Parameterized generation
Layout complexity is driven by a small set of knobs (size, turns, density), enabling controlled difficulty.
Game Case Study
A systems-focused puzzle prototype inspired by AMAZE, built to explore procedural level generation, solvability constraints, and rapid iteration through automation.
AMAZE is a procedural prototype where the core challenge comes from constrained movement and “paint/fill” style coverage. My focus wasn’t on reinventing the mechanic, but on building a generator that produces readable, solvable puzzles at different difficulty bands—so iteration becomes parameter tuning instead of hand-authoring levels.

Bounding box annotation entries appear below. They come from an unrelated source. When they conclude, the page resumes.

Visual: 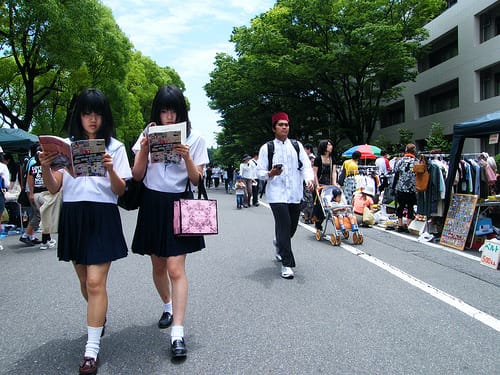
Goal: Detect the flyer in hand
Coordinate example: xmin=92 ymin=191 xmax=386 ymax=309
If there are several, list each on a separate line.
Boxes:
xmin=38 ymin=135 xmax=106 ymax=177
xmin=148 ymin=122 xmax=186 ymax=164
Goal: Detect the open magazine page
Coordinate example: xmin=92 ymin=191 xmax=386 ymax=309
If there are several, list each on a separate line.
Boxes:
xmin=38 ymin=135 xmax=106 ymax=177
xmin=71 ymin=139 xmax=106 ymax=177
xmin=148 ymin=122 xmax=186 ymax=164
xmin=38 ymin=135 xmax=73 ymax=169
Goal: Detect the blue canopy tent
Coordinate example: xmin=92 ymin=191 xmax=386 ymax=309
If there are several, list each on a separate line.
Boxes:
xmin=445 ymin=111 xmax=500 ymax=216
xmin=0 ymin=128 xmax=38 ymax=153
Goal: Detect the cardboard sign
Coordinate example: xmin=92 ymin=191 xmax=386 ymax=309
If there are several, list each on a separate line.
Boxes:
xmin=439 ymin=194 xmax=478 ymax=250
xmin=479 ymin=239 xmax=500 ymax=270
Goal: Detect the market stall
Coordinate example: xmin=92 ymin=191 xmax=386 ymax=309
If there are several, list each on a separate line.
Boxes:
xmin=442 ymin=111 xmax=500 ymax=253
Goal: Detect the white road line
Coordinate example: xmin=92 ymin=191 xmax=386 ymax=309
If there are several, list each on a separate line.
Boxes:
xmin=299 ymin=216 xmax=500 ymax=332
xmin=372 ymin=225 xmax=481 ymax=262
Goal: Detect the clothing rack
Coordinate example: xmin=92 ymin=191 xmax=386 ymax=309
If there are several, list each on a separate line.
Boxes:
xmin=417 ymin=152 xmax=450 ymax=160
xmin=461 ymin=152 xmax=483 ymax=159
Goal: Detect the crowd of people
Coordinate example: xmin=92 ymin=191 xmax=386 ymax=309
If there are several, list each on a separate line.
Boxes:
xmin=0 ymin=86 xmax=496 ymax=374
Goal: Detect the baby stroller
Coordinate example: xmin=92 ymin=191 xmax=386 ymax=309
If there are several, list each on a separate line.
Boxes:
xmin=316 ymin=185 xmax=363 ymax=246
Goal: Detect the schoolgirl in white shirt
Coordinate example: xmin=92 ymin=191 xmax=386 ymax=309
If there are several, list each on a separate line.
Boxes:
xmin=132 ymin=86 xmax=209 ymax=358
xmin=39 ymin=89 xmax=132 ymax=374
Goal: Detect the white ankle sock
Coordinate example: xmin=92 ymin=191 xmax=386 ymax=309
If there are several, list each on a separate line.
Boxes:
xmin=84 ymin=326 xmax=102 ymax=359
xmin=170 ymin=326 xmax=184 ymax=343
xmin=163 ymin=301 xmax=172 ymax=314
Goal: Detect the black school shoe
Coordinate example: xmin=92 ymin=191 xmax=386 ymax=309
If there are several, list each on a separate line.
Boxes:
xmin=171 ymin=338 xmax=187 ymax=358
xmin=158 ymin=312 xmax=173 ymax=329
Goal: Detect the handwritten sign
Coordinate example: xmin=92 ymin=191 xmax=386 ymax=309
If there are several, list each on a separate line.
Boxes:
xmin=479 ymin=239 xmax=500 ymax=270
xmin=439 ymin=194 xmax=477 ymax=250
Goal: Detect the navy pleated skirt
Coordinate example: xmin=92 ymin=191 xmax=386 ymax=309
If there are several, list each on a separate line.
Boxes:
xmin=57 ymin=202 xmax=128 ymax=265
xmin=132 ymin=188 xmax=205 ymax=257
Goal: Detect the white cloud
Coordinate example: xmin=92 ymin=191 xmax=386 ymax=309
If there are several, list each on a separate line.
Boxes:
xmin=102 ymin=0 xmax=274 ymax=146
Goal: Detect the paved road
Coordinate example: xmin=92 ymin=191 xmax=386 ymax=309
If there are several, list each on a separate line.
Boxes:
xmin=0 ymin=188 xmax=500 ymax=375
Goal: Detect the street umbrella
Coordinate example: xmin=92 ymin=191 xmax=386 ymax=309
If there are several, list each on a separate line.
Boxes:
xmin=342 ymin=144 xmax=382 ymax=159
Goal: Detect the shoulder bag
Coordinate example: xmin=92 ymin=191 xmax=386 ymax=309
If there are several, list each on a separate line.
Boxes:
xmin=174 ymin=176 xmax=219 ymax=236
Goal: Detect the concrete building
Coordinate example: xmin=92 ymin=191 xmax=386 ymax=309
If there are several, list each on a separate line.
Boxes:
xmin=373 ymin=0 xmax=500 ymax=155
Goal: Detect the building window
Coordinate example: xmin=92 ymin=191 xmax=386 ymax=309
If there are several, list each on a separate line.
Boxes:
xmin=479 ymin=64 xmax=500 ymax=100
xmin=446 ymin=0 xmax=457 ymax=8
xmin=380 ymin=100 xmax=405 ymax=128
xmin=418 ymin=27 xmax=458 ymax=73
xmin=478 ymin=5 xmax=500 ymax=43
xmin=417 ymin=79 xmax=459 ymax=117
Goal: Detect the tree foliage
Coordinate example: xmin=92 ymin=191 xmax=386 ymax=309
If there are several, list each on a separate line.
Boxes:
xmin=0 ymin=0 xmax=189 ymax=160
xmin=0 ymin=0 xmax=131 ymax=132
xmin=205 ymin=0 xmax=443 ymax=156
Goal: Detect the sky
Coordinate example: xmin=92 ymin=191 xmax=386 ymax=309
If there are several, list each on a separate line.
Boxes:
xmin=102 ymin=0 xmax=274 ymax=147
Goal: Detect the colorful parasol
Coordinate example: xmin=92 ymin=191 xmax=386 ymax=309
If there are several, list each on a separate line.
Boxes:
xmin=342 ymin=144 xmax=382 ymax=159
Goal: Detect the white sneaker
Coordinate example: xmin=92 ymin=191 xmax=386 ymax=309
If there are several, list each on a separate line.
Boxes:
xmin=273 ymin=240 xmax=282 ymax=262
xmin=40 ymin=240 xmax=56 ymax=250
xmin=281 ymin=266 xmax=294 ymax=279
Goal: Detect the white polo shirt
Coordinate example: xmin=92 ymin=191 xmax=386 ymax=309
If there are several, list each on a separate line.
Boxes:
xmin=257 ymin=138 xmax=314 ymax=203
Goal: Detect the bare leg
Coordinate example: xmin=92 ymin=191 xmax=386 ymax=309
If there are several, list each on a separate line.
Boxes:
xmin=75 ymin=263 xmax=111 ymax=327
xmin=167 ymin=254 xmax=188 ymax=326
xmin=151 ymin=255 xmax=170 ymax=303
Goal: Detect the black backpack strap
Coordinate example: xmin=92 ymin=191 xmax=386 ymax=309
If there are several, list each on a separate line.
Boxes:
xmin=290 ymin=139 xmax=303 ymax=171
xmin=267 ymin=141 xmax=274 ymax=171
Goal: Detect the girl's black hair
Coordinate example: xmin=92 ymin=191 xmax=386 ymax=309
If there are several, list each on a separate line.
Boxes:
xmin=69 ymin=88 xmax=115 ymax=146
xmin=318 ymin=139 xmax=333 ymax=157
xmin=150 ymin=85 xmax=191 ymax=137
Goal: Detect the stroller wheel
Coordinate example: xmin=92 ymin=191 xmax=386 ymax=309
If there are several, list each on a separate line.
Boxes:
xmin=330 ymin=233 xmax=337 ymax=246
xmin=335 ymin=234 xmax=342 ymax=246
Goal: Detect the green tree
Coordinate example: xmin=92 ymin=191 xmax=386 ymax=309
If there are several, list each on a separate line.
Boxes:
xmin=0 ymin=0 xmax=132 ymax=133
xmin=205 ymin=0 xmax=444 ymax=153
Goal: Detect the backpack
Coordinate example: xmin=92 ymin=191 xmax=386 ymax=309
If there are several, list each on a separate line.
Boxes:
xmin=393 ymin=156 xmax=416 ymax=193
xmin=267 ymin=139 xmax=303 ymax=171
xmin=413 ymin=156 xmax=430 ymax=192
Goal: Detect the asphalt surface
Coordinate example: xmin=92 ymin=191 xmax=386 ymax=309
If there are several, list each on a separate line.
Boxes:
xmin=0 ymin=187 xmax=500 ymax=375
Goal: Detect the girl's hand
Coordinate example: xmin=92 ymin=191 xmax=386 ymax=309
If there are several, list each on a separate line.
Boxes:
xmin=173 ymin=144 xmax=191 ymax=160
xmin=38 ymin=151 xmax=58 ymax=167
xmin=101 ymin=152 xmax=113 ymax=172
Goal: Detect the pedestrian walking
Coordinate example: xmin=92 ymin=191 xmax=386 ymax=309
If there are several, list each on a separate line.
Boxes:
xmin=132 ymin=86 xmax=209 ymax=358
xmin=39 ymin=88 xmax=132 ymax=374
xmin=257 ymin=112 xmax=314 ymax=279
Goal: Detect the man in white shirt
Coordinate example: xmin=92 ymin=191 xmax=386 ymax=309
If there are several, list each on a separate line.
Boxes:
xmin=248 ymin=151 xmax=259 ymax=207
xmin=240 ymin=154 xmax=253 ymax=208
xmin=257 ymin=112 xmax=314 ymax=279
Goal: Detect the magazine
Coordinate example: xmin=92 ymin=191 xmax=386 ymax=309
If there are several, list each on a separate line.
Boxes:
xmin=148 ymin=122 xmax=186 ymax=164
xmin=38 ymin=135 xmax=106 ymax=177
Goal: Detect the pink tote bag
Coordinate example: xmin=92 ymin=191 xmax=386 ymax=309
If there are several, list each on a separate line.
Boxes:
xmin=174 ymin=180 xmax=219 ymax=236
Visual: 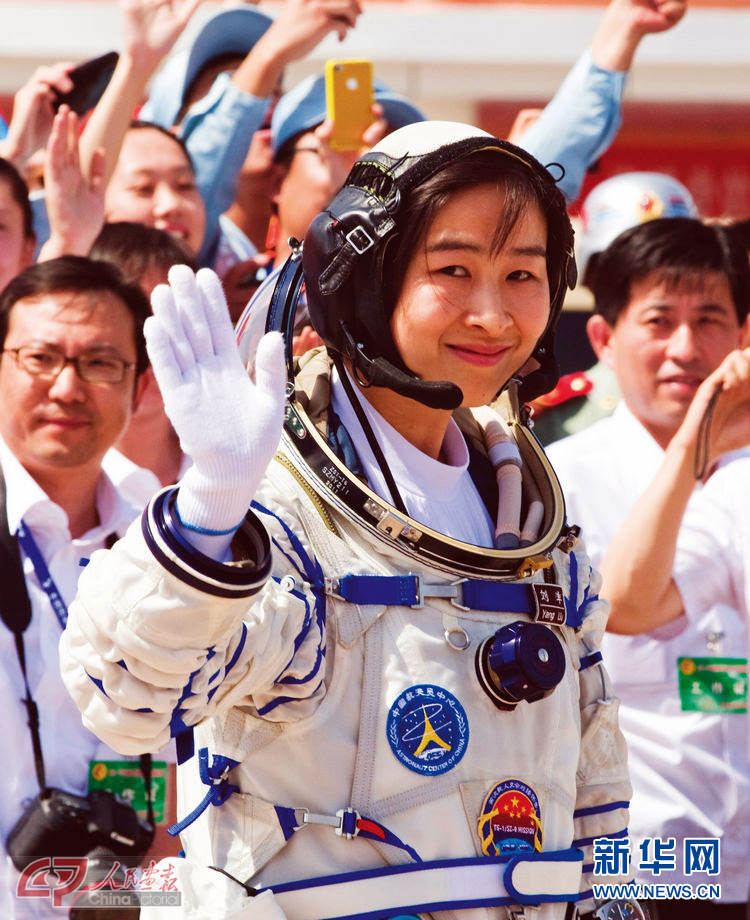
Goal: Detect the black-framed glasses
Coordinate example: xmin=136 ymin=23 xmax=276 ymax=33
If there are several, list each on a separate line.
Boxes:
xmin=3 ymin=345 xmax=135 ymax=383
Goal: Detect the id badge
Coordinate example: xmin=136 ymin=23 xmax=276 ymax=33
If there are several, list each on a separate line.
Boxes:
xmin=677 ymin=658 xmax=747 ymax=713
xmin=89 ymin=760 xmax=167 ymax=824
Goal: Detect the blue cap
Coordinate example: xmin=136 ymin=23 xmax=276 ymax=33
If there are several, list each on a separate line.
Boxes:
xmin=271 ymin=75 xmax=425 ymax=156
xmin=140 ymin=6 xmax=273 ymax=128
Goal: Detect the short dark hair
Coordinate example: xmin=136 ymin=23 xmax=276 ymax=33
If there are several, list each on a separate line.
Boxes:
xmin=128 ymin=118 xmax=195 ymax=174
xmin=89 ymin=220 xmax=198 ymax=284
xmin=593 ymin=217 xmax=750 ymax=326
xmin=0 ymin=256 xmax=151 ymax=376
xmin=729 ymin=217 xmax=750 ymax=256
xmin=383 ymin=150 xmax=570 ymax=313
xmin=0 ymin=157 xmax=36 ymax=240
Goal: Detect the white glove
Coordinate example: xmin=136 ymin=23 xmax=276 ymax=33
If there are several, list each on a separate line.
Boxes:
xmin=144 ymin=265 xmax=286 ymax=554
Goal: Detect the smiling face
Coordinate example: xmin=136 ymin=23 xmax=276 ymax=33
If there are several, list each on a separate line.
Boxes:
xmin=105 ymin=128 xmax=206 ymax=255
xmin=391 ymin=184 xmax=550 ymax=406
xmin=589 ymin=271 xmax=741 ymax=446
xmin=0 ymin=291 xmax=142 ymax=478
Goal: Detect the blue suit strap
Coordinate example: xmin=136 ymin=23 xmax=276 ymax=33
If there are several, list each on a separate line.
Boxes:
xmin=326 ymin=574 xmax=580 ymax=627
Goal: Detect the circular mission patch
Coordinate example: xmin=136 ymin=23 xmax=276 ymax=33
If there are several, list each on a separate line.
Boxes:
xmin=386 ymin=684 xmax=469 ymax=776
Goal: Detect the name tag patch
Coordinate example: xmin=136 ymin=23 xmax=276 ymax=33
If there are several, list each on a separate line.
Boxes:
xmin=386 ymin=684 xmax=469 ymax=776
xmin=89 ymin=760 xmax=167 ymax=824
xmin=677 ymin=658 xmax=747 ymax=713
xmin=531 ymin=584 xmax=566 ymax=626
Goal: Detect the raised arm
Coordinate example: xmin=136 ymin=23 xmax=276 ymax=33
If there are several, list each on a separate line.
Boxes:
xmin=60 ymin=266 xmax=325 ymax=753
xmin=591 ymin=0 xmax=687 ymax=71
xmin=81 ymin=0 xmax=201 ymax=185
xmin=38 ymin=105 xmax=104 ymax=262
xmin=180 ymin=0 xmax=361 ymax=265
xmin=0 ymin=62 xmax=73 ymax=176
xmin=232 ymin=0 xmax=362 ymax=96
xmin=602 ymin=349 xmax=750 ymax=634
xmin=518 ymin=0 xmax=687 ymax=201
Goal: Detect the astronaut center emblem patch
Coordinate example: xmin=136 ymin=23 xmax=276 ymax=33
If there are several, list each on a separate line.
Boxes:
xmin=477 ymin=779 xmax=543 ymax=856
xmin=386 ymin=684 xmax=469 ymax=776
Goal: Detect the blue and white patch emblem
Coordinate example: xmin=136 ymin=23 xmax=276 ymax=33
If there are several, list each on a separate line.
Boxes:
xmin=386 ymin=684 xmax=469 ymax=776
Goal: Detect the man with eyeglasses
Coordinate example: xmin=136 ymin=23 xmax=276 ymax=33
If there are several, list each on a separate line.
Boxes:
xmin=0 ymin=256 xmax=150 ymax=918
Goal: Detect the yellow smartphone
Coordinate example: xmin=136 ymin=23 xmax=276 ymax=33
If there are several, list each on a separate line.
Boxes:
xmin=325 ymin=60 xmax=375 ymax=150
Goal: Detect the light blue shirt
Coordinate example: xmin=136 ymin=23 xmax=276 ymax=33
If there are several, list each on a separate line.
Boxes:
xmin=518 ymin=51 xmax=627 ymax=201
xmin=141 ymin=73 xmax=269 ymax=265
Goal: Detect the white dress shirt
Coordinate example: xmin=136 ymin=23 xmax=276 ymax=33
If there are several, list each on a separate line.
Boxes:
xmin=0 ymin=440 xmax=144 ymax=920
xmin=547 ymin=403 xmax=750 ymax=902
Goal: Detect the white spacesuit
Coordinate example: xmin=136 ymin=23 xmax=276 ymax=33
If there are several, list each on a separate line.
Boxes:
xmin=61 ymin=124 xmax=636 ymax=920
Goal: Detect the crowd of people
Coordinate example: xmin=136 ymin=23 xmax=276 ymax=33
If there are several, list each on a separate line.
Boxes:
xmin=0 ymin=0 xmax=750 ymax=920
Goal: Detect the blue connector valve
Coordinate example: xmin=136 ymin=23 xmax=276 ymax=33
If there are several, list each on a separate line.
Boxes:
xmin=474 ymin=620 xmax=565 ymax=710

What I was trying to achieve.
Ensure generated puzzles are playable by construction, avoiding dead layouts that waste player time.
Keep the path logic legible so difficulty feels “fair” and explainable, not random or messy.
Generate and test batches of levels quickly to tune constraints and difficulty progression.
What I personally owned.
Built and refined the generation approach, including constraints that shape layout structure and complexity.
Added checks/filters to reduce unsatisfying outputs and tuned parameters to create consistent difficulty bands.
Framed the work clearly as a systems prototype, focusing on generation intent, iteration workflow, and learnings.
How the project evolved and what I took away.
The biggest lesson was that “random” doesn’t automatically mean “varied in a good way.” Early versions produced plenty of levels, but many were either trivial or confusing. I improved results by treating generation as a design problem: constrain the search space, define what “readable” means, then iterate by adjusting a small set of parameters and testing output batches. That approach made progress predictable and made the prototype useful as a reusable pipeline rather than a one-off demo.
The moment-to-moment flow I focused on.
Start a level → read the layout → plan a route → move to cover tiles efficiently → commit to decisions (limited reversals) → finish when the board is fully covered → next level.
The loop rewards foresight: small mistakes compound, but solutions feel satisfying when the player “sees” the route and executes cleanly. Difficulty comes from constraints, not speed.
What’s implemented in the prototype right now.
Layout complexity is driven by a small set of knobs (size, turns, density), enabling controlled difficulty.
Filtering/constraints reduce broken or unsatisfying levels so output quality stays consistent.
Quickly generate many candidates, test, and adjust parameters—turning content creation into tuning.